For Duncan, science alone does not possess the ability to unlock the mysteries of the universe, but neither does any other belief system. “If you prepare yourself to ask any questions without a system to fit them into, or with a willingness to forego such a system when it stops you, whatever answers you receive will be much easier to use and build on,” he insists. “A key element is the difference between knowledge and truth. Knowledge is a network of interpretations, opinions and decisions, passed on from one to another to another. Truth is something you become aware of through your own experiences, by living them, examining and questioning them. A belief system can easily become a substitute for this, or an excuse to deny the existence of some experiences you may have that the system fails to explain.” In other words, when science cracks the brain to try and mimic its calculating abilities and intuitive reasoning, it may encounter some kind of ‘soul’, and have no way of dealing with something outside of the realm of scientific rationality.
John Duncan’s research has never been nor is ever likely to remain static. He and Spanish minimalist Francisco López have recently completed a double CD NAV (released on .absolute./Allquestions, which the two of them have been working on for two years.
Furthermore, in December 2000 Duncan and Swedish artists CM von Hausswolff collaborated on a series of performances in Germany, using a live radar system as a major component for their sound design – the results have surfaced on a limited edition 7″ on the Die Stadt label.
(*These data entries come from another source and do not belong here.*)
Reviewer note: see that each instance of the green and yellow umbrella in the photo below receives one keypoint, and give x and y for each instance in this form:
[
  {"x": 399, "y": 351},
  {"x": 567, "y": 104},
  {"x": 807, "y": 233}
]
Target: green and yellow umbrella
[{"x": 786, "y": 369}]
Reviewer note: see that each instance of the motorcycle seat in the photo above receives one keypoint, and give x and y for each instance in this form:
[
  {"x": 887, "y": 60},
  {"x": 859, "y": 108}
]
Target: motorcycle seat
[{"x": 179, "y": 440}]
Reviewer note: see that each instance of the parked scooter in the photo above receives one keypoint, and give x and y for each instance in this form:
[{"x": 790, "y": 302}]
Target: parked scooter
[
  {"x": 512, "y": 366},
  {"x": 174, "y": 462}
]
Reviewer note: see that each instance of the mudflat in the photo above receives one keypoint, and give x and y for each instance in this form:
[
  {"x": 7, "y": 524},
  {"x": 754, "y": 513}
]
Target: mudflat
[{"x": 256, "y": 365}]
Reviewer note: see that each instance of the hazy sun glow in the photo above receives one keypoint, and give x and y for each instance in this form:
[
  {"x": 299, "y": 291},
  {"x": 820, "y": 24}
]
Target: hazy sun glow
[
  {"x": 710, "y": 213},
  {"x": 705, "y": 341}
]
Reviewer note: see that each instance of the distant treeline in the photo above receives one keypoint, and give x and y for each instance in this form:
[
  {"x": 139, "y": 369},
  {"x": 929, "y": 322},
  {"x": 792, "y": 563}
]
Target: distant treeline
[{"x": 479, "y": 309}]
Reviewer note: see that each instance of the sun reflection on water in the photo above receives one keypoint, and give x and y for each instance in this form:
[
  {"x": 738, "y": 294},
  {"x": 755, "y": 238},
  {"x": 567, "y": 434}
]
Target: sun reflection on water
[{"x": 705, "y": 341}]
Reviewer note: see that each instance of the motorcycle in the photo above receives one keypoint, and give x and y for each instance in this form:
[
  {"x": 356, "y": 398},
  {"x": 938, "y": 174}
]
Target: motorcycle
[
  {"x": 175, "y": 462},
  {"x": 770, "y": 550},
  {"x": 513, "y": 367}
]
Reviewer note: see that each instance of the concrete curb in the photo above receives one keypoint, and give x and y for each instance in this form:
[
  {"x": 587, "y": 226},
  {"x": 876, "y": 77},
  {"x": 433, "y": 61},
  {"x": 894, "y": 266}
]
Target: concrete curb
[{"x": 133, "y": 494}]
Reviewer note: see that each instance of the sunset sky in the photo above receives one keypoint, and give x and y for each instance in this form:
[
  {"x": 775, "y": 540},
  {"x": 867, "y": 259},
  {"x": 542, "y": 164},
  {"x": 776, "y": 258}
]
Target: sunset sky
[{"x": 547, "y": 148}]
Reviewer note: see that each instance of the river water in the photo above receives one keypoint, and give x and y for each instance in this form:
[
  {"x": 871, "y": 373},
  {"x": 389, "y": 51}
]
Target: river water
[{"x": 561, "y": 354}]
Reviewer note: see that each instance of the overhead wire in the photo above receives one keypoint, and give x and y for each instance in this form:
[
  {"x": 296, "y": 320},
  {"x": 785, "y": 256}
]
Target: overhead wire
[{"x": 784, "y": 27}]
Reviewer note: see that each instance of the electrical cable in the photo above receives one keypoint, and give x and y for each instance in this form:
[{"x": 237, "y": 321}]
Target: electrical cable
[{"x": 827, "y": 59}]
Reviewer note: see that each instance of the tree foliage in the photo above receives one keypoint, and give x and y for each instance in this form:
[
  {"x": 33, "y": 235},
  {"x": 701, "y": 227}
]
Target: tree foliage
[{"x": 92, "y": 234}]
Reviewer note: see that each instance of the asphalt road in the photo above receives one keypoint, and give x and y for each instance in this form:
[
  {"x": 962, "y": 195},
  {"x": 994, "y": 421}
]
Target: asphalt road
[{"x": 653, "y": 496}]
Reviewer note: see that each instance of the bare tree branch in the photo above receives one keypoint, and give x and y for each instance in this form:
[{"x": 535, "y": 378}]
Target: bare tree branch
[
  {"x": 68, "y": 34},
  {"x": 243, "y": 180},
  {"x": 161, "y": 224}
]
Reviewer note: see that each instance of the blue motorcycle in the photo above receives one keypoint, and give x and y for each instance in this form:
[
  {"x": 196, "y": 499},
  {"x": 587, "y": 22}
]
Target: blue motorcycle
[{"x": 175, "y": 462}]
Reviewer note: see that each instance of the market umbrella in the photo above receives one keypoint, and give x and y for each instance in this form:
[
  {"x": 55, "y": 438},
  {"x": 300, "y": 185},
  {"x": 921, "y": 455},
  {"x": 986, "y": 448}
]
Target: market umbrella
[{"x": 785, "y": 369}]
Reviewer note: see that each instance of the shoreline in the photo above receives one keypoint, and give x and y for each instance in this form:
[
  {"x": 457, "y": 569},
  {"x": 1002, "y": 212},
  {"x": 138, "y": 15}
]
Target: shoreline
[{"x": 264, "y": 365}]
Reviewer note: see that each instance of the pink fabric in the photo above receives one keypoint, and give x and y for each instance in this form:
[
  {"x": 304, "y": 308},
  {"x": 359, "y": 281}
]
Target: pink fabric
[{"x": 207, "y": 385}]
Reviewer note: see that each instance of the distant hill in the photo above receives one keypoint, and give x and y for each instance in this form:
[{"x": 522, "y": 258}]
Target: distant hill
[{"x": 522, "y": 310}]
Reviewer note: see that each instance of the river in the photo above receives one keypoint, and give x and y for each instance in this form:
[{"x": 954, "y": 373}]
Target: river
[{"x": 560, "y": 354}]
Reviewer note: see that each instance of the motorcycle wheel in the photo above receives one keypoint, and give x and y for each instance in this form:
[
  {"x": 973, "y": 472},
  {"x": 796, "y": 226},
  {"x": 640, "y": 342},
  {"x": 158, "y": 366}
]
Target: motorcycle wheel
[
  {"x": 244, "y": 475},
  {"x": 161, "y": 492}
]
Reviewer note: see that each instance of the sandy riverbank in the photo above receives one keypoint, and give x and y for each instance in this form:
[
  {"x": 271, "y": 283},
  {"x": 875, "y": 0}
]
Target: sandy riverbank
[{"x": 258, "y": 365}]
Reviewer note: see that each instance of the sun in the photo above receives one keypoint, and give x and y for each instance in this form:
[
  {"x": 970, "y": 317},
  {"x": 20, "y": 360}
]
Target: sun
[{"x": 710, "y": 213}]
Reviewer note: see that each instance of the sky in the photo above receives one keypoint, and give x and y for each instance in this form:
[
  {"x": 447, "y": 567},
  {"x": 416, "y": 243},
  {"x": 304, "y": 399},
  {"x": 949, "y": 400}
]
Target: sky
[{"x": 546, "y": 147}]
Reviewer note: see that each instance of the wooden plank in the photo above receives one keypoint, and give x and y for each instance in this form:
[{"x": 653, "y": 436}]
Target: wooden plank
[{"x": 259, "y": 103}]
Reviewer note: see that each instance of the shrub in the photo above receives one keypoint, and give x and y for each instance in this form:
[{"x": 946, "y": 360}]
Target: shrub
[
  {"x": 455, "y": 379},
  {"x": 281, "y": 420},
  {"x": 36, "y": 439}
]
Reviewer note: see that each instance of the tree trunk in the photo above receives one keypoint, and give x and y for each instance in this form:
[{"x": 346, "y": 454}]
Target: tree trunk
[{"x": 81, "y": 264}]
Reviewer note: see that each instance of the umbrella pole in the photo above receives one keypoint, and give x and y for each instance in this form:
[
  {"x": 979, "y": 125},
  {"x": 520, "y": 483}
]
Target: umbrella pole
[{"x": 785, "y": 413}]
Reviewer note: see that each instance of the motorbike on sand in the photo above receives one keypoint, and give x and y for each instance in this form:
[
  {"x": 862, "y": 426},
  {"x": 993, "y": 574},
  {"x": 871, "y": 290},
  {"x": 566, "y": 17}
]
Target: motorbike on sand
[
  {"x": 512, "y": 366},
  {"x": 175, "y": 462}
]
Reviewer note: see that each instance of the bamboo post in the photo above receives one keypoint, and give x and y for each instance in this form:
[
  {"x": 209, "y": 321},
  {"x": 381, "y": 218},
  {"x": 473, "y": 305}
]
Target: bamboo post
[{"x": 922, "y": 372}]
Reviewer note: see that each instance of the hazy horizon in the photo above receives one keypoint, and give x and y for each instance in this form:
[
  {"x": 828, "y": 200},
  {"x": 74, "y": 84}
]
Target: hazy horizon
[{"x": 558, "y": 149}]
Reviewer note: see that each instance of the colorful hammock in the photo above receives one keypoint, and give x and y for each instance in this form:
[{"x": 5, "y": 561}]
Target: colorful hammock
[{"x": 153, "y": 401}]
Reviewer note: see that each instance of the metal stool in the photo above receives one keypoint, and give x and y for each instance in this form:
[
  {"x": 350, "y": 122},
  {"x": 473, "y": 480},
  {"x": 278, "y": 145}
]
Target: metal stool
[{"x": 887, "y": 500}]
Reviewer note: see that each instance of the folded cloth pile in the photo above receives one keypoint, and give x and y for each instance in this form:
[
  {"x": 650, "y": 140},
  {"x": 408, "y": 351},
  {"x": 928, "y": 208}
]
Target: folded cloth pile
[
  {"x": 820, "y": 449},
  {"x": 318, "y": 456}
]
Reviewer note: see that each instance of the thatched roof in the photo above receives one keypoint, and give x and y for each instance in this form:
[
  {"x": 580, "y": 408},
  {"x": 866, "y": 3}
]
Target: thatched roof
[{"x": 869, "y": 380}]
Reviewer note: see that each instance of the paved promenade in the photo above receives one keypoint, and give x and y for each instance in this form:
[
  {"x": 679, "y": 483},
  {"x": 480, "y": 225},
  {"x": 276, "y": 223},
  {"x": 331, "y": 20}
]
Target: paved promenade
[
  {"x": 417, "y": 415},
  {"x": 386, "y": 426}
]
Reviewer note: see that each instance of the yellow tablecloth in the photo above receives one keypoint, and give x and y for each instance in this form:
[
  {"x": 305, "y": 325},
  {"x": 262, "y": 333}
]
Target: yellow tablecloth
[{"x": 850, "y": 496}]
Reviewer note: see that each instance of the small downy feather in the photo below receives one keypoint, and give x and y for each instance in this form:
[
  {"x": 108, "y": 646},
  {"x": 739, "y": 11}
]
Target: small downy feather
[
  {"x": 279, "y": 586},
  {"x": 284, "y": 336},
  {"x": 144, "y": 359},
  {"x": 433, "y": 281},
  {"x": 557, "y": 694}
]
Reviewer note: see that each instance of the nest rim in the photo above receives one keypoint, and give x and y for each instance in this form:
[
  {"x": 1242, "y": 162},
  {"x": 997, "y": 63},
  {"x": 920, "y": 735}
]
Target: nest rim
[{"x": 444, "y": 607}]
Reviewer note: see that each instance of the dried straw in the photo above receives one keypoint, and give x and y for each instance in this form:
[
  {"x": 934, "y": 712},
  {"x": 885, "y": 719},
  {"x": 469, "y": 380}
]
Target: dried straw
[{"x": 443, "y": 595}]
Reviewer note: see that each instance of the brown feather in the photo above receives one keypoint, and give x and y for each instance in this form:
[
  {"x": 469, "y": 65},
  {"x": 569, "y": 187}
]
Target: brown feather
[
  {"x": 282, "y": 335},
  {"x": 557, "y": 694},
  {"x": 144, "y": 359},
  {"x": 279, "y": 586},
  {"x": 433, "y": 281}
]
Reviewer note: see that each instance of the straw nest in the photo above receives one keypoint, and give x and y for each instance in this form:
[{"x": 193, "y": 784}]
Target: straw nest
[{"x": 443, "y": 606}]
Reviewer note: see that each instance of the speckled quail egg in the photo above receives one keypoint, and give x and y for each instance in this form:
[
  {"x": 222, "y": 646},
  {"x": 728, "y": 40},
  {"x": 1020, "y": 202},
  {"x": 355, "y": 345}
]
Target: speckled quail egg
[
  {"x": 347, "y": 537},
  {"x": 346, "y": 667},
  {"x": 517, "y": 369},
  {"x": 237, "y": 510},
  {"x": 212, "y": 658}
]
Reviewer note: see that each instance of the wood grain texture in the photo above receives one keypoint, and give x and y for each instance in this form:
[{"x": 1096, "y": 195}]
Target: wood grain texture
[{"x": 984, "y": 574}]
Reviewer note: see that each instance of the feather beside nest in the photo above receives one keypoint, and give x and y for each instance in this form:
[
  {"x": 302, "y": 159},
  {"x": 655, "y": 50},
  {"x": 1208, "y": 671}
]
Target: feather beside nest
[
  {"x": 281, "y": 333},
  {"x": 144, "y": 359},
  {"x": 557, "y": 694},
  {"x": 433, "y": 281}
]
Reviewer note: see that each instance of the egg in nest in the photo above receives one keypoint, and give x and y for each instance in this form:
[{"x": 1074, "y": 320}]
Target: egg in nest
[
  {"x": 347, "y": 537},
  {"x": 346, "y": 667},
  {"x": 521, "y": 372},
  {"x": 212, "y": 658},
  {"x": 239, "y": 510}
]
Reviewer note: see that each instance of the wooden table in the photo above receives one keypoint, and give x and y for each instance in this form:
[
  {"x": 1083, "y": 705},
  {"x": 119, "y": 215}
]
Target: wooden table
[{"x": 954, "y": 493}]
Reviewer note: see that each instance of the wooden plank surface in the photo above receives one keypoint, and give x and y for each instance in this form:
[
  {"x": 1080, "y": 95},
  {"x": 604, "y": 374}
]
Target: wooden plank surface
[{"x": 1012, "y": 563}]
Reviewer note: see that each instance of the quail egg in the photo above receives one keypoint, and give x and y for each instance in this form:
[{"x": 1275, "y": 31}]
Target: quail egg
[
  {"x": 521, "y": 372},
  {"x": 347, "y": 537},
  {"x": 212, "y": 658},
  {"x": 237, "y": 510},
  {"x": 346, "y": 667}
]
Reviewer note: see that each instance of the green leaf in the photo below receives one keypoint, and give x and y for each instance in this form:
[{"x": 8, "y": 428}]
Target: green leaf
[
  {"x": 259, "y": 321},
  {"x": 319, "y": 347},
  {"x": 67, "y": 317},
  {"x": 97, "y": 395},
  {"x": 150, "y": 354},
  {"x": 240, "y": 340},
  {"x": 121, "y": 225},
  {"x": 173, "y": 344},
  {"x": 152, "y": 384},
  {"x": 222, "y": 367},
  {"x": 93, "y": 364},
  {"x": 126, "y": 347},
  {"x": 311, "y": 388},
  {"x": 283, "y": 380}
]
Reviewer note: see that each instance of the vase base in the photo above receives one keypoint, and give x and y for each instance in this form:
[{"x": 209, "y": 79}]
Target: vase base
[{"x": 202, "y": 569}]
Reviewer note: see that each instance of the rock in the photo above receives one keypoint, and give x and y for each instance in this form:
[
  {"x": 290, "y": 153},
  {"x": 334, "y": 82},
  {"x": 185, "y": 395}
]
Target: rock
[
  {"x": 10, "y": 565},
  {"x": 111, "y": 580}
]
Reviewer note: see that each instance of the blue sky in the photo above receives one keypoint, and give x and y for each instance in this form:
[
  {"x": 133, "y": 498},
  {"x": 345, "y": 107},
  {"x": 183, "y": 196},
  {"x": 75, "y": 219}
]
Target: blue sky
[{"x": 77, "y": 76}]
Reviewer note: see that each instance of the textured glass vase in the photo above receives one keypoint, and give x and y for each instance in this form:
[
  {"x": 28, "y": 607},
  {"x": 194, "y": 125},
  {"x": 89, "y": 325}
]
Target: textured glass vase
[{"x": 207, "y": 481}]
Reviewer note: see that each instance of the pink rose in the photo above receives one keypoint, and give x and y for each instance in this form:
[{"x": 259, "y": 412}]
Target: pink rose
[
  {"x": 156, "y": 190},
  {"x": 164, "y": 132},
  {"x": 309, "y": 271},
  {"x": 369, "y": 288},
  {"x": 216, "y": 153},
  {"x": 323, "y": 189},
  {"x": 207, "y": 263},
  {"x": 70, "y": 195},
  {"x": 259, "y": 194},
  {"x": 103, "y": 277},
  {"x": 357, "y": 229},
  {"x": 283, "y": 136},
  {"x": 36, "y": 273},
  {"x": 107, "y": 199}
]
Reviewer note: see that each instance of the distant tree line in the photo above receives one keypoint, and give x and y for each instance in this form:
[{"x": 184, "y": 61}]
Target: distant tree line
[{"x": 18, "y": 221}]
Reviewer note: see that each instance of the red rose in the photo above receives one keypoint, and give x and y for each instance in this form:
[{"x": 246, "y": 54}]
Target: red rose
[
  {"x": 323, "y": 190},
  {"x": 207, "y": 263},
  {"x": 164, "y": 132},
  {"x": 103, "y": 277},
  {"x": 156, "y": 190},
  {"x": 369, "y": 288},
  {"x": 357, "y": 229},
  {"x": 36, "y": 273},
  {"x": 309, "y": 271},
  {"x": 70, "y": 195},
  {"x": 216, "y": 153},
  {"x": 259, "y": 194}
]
More intriguingly, Duncan has recently begun a new set of investigations which attempt to solve a psychoacoustic riddle he encountered while travelling in Egypt. “I got the chance to go inside the Cheops Pyramid,” he reveals. “Something was happening in the main chamber… difficult to describe: something that seemed to be an entirely acoustic phenomenon, but that left whoever stayed inside for more than a few minutes with a kind of internal energy that was visible in the person’s face and actions. Very strange, and very different from the other Pyramids. By chance someone went in with me, a middle-aged woman I’d not met before, who seemed as though she might not be able to make the climb to the chamber. She came out in awe, weeping with joy from the experience. Apparently Napoleon spent an entire night alone there – which, if it is true, inspires pity. I’ve just started looking into research that others have done into what this phenomenon is.”